Ginkgo Bioworks announced a five‑year collaboration with the Institute for Genomic Biology at the University of Illinois Urbana‑Champaign, backed by a $29 million award from the Advanced Research Projects Agency for Health (ARPA‑H). The partnership, named Microbe/phage Investigation for Generalized Health TherapY (MIGHTY), will leverage Ginkgo’s EncapS high‑throughput screening platform to identify phage candidates that target specific bacterial populations in the oral microbiome, with the goal of developing oral health therapeutics.
In its most recent earnings release, Ginkgo reported Q3 2025 revenue of $39 million, down 56% year‑over‑year but slightly beating analyst estimates of $38.85 million. The decline was largely driven by a $45 million non‑cash deferred‑revenue adjustment from the prior year; excluding that adjustment, revenue fell 11% YoY. The company posted a GAAP net loss of $81 million, compared with a $56 million loss in the same quarter last year, and an EPS loss of $1.45 versus an expected $1.24. Management reaffirmed full‑year 2025 revenue guidance of $167–$187 million, indicating confidence in the company’s long‑term trajectory despite short‑term profitability challenges.

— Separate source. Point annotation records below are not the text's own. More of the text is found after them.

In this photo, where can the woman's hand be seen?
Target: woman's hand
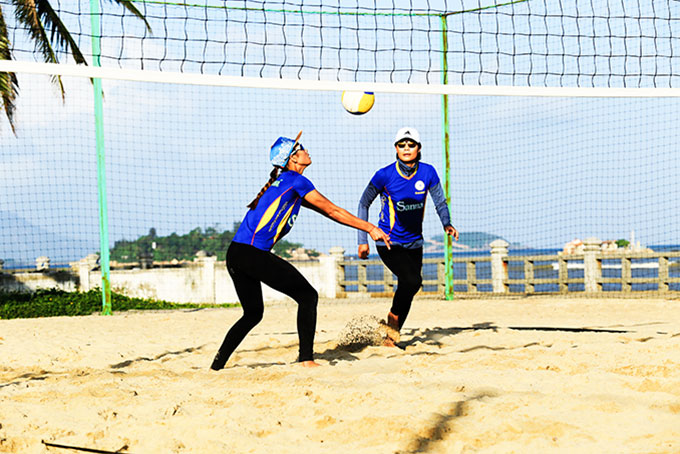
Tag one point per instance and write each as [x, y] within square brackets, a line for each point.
[451, 231]
[364, 250]
[379, 235]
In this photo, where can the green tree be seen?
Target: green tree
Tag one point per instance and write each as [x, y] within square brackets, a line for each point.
[49, 34]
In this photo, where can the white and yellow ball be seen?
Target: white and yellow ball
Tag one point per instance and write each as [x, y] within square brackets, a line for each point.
[357, 102]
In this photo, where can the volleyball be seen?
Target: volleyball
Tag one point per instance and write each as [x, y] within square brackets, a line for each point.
[357, 102]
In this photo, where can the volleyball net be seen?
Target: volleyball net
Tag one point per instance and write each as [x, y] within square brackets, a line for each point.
[561, 120]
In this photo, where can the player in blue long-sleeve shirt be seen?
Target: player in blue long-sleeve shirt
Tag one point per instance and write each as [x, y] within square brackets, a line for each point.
[403, 187]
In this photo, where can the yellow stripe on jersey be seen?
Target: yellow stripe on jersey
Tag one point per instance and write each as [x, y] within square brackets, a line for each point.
[268, 215]
[282, 224]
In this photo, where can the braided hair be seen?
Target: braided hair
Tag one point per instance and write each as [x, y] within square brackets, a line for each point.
[272, 178]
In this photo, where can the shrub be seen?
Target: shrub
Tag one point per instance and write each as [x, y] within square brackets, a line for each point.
[54, 302]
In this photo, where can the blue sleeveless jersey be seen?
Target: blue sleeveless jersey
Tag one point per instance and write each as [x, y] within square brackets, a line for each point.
[403, 200]
[275, 213]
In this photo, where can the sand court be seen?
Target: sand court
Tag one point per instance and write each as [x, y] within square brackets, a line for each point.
[473, 376]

The earnings miss can be traced to a combination of factors. Revenue in the Cell Engineering segment dropped from $75 million to $29 million, reflecting weaker demand for engineered cell products and a shift in customer priorities toward more cost‑effective solutions. Biosecurity revenue fell from $14 million to $9 million, partially offset by the new ARPA‑H partnership, which is expected to generate incremental revenue over the next five years. Operating costs increased due to higher R&D spend on the MIGHTY program and additional regulatory compliance expenses, compressing margins and contributing to the widened loss. The $45 million deferred‑revenue adjustment, while non‑cash, also distorted the year‑over‑year comparison and obscured the underlying operational performance.

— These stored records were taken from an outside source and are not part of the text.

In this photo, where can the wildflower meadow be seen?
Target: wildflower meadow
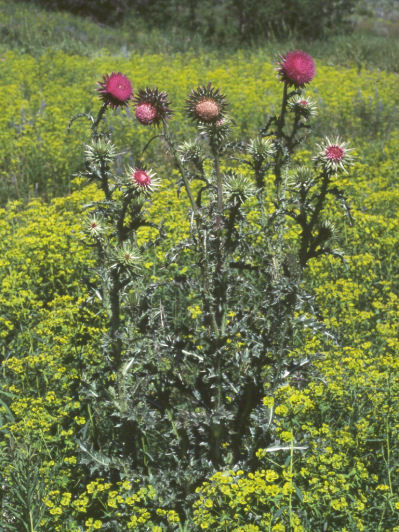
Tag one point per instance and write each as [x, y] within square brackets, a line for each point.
[199, 290]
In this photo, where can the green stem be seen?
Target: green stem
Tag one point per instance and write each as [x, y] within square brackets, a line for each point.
[98, 120]
[200, 231]
[279, 134]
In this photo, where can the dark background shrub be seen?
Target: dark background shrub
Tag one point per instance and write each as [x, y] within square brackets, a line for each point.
[246, 20]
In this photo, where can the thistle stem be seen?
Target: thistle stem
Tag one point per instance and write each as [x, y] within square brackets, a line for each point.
[98, 119]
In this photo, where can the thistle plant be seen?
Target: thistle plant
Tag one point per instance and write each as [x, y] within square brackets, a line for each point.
[189, 357]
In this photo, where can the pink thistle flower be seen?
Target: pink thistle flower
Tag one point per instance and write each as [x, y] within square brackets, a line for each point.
[115, 89]
[206, 105]
[146, 113]
[303, 106]
[334, 155]
[152, 106]
[208, 111]
[296, 68]
[142, 180]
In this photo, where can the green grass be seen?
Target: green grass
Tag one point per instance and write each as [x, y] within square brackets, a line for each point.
[27, 28]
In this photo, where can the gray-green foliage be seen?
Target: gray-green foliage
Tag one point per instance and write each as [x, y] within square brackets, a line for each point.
[179, 394]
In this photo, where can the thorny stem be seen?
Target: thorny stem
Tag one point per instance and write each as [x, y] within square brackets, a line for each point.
[220, 290]
[200, 231]
[98, 120]
[279, 134]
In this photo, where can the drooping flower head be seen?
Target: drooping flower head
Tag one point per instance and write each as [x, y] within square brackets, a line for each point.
[304, 106]
[296, 68]
[206, 104]
[94, 226]
[115, 89]
[334, 155]
[152, 106]
[143, 181]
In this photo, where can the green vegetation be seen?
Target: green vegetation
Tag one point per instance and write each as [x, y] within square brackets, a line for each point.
[83, 444]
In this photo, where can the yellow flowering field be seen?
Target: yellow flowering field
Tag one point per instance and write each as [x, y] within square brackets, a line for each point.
[336, 466]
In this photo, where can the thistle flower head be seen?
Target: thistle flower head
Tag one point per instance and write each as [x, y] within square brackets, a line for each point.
[304, 106]
[296, 68]
[94, 226]
[261, 148]
[115, 89]
[190, 151]
[100, 151]
[206, 104]
[334, 155]
[143, 181]
[237, 187]
[127, 256]
[152, 106]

Analysts reacted to the earnings miss with a mix of caution and optimism. Several research firms downgraded the company to “sell” or “reduce” while adjusting price targets downward, citing the persistent loss and margin pressure. However, the announcement of the ARPA‑H grant was viewed positively, with some analysts noting that the partnership could diversify Ginkgo’s revenue streams and position the company in the growing phage‑therapy market. The overall sentiment remained mixed, reflecting the tension between short‑term financial headwinds and long‑term strategic opportunities.
Ginkgo’s CEO Jason Kelly emphasized that the MIGHTY partnership aligns with the company’s broader strategy to shift toward fee‑for‑service revenue and accelerate the commercialization of its tools. “The EncapS platform gives us a unique advantage in rapidly identifying phage candidates, and this collaboration will help us bring oral health therapeutics to market faster,” Kelly said. CFO Steve Coen highlighted a significant reduction in cash burn due to restructuring and reaffirmed the company’s confidence in meeting its full‑year guidance, noting that the new partnership would contribute to future revenue growth and help offset current operating losses.
The partnership represents a strategic pivot for Ginkgo, moving beyond its traditional synthetic biology offerings into the emerging phage‑therapy space. By combining ARPA‑H funding with the University of Illinois’s expertise, Ginkgo can accelerate discovery and development of targeted oral health treatments, potentially opening new markets and creating a pipeline of high‑margin products. The collaboration also strengthens Ginkgo’s relationships with federal research agencies, positioning the company for future funding opportunities and reinforcing its reputation as an innovative biotech platform provider.